WILLIAMSTOWN, Mass. — The Williams College Museum of Art (WCMA) opens a new exhibition, "Cracking the Cosmic Code: Numerology in Medieval Art."
 
The exhibit opened on March 22.
 
According to a press release: 
 
The idea that numbers emanate sacred significance, and connect the past with the future, is prehistoric and global. Rooted in the Babylonian science of astrology, medieval Christian numerology taught that God created a well-ordered universe. Deciphering the universe's numerical patterns would reveal the Creator's grand plan for humanity, including individual fates. 
 
This unquestioned concept deeply pervaded European cultures through centuries.
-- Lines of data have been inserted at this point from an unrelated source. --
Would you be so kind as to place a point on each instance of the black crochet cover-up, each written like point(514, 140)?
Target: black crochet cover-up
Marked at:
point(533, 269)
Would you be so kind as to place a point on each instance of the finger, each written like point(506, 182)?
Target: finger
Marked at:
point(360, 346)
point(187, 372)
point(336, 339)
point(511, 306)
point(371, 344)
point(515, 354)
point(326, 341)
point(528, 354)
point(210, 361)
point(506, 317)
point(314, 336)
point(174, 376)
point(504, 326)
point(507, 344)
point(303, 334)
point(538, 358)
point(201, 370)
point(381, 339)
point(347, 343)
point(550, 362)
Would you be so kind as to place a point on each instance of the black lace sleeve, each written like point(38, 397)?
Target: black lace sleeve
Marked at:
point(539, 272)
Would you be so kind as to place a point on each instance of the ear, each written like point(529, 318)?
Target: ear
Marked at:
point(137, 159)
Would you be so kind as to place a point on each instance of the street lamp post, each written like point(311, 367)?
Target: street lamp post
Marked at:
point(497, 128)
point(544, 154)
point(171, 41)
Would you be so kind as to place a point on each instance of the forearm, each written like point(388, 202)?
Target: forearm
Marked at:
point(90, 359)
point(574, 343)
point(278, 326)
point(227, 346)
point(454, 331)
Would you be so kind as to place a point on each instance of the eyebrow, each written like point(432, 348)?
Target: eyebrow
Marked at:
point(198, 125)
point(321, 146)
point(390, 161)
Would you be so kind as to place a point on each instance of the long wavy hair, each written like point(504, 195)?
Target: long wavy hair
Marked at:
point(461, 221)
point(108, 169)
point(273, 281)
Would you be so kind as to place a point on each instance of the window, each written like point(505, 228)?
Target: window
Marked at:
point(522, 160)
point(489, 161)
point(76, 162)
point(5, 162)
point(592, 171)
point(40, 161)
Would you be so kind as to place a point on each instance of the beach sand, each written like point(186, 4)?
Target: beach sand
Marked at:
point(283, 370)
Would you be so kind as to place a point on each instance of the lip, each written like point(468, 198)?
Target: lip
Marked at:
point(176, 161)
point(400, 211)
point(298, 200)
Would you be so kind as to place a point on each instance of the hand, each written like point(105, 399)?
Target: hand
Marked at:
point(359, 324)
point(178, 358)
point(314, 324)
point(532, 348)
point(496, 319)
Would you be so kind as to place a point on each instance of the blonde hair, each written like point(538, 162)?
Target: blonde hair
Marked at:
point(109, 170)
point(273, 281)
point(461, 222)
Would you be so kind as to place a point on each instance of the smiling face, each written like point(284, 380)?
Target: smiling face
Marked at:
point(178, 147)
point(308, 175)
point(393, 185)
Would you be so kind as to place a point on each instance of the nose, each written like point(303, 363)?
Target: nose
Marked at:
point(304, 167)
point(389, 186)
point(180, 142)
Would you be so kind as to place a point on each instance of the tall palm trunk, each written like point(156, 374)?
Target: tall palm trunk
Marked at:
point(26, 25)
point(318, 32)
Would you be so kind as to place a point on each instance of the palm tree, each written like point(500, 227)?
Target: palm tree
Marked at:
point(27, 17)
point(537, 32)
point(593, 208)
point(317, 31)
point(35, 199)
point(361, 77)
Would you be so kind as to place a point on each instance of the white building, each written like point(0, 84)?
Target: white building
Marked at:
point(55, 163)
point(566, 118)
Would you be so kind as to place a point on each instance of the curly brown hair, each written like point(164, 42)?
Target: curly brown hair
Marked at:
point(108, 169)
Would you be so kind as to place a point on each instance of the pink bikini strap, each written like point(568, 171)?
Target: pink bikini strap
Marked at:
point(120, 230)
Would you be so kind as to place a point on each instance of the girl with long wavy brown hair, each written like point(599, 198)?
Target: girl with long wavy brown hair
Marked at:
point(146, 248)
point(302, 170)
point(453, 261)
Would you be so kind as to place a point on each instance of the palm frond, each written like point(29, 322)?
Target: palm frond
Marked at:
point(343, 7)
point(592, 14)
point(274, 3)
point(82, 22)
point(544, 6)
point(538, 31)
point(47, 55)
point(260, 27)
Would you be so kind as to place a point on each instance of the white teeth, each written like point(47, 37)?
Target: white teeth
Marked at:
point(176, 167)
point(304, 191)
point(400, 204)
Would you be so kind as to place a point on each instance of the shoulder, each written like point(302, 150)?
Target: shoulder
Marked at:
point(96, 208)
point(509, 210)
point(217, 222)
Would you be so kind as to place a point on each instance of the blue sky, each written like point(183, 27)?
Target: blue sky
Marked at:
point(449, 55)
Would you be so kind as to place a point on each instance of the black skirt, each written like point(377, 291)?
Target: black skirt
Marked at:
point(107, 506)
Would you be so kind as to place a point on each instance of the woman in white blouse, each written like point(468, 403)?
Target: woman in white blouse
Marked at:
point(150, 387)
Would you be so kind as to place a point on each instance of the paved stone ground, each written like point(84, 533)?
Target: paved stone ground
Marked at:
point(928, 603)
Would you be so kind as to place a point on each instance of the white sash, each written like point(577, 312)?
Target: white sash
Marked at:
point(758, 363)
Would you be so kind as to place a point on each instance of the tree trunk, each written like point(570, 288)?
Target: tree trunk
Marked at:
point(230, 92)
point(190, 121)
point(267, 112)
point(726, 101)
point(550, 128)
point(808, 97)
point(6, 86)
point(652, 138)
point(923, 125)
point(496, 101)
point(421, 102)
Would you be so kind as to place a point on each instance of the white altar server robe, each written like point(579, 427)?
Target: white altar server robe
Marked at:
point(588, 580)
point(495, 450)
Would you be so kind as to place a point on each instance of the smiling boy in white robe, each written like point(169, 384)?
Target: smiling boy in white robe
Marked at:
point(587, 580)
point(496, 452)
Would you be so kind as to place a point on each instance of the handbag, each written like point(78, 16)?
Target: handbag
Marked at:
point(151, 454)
Theologians and lay people alike fervently interpreted the Bible literally and figuratively via number theory, because as King Solomon told God, "Thou hast ordered all things in measure, and number, and weight" (Wisdom 11:22). 
 
"Cracking the Cosmic Code" explores medieval relationships among numbers, events, and works of art. The medieval and Renaissance art on display in this exhibition from the 5th to 17th centuries—including a 15th-century birth platter by Lippo d'Andrea from Florence; a 14th-century panel fragment with courtly scenes from Palace Curiel de los Ajos, Valladolid, Spain; and a 12th-century wall capital from the Monastery at Moutiers-Saint-Jean—reveal numerical patterns as they relate to architecture, literature, gender, and timekeeping. 
 
"There was no realm of thought that was not influenced by the all-consuming belief that all things were celestially ordered, from human life to stones, herbs, and metals," said WCMA Assistant Curator Elizabeth Sandoval, who curated the exhibition. "As Vincent Foster Hopper expounds, numbers were 'fundamental realities, alive with memories and eloquent with meaning.' These artworks tease out numerical patterns and their multiple possible meanings, in relation to gender, literature, and the celestial sphere. 
 
"The exhibition looks back while moving forward: It relies on the collection's strengths in Western medieval Christianity, but points to the future with goals of acquiring works from the global Middle Ages. It also nods to the history of the gallery as a medieval period room at this pivotal time in WCMA's history before the momentous move to a new building," Sandoval said.
 
Cracking the Cosmic Code runs through Dec. 22.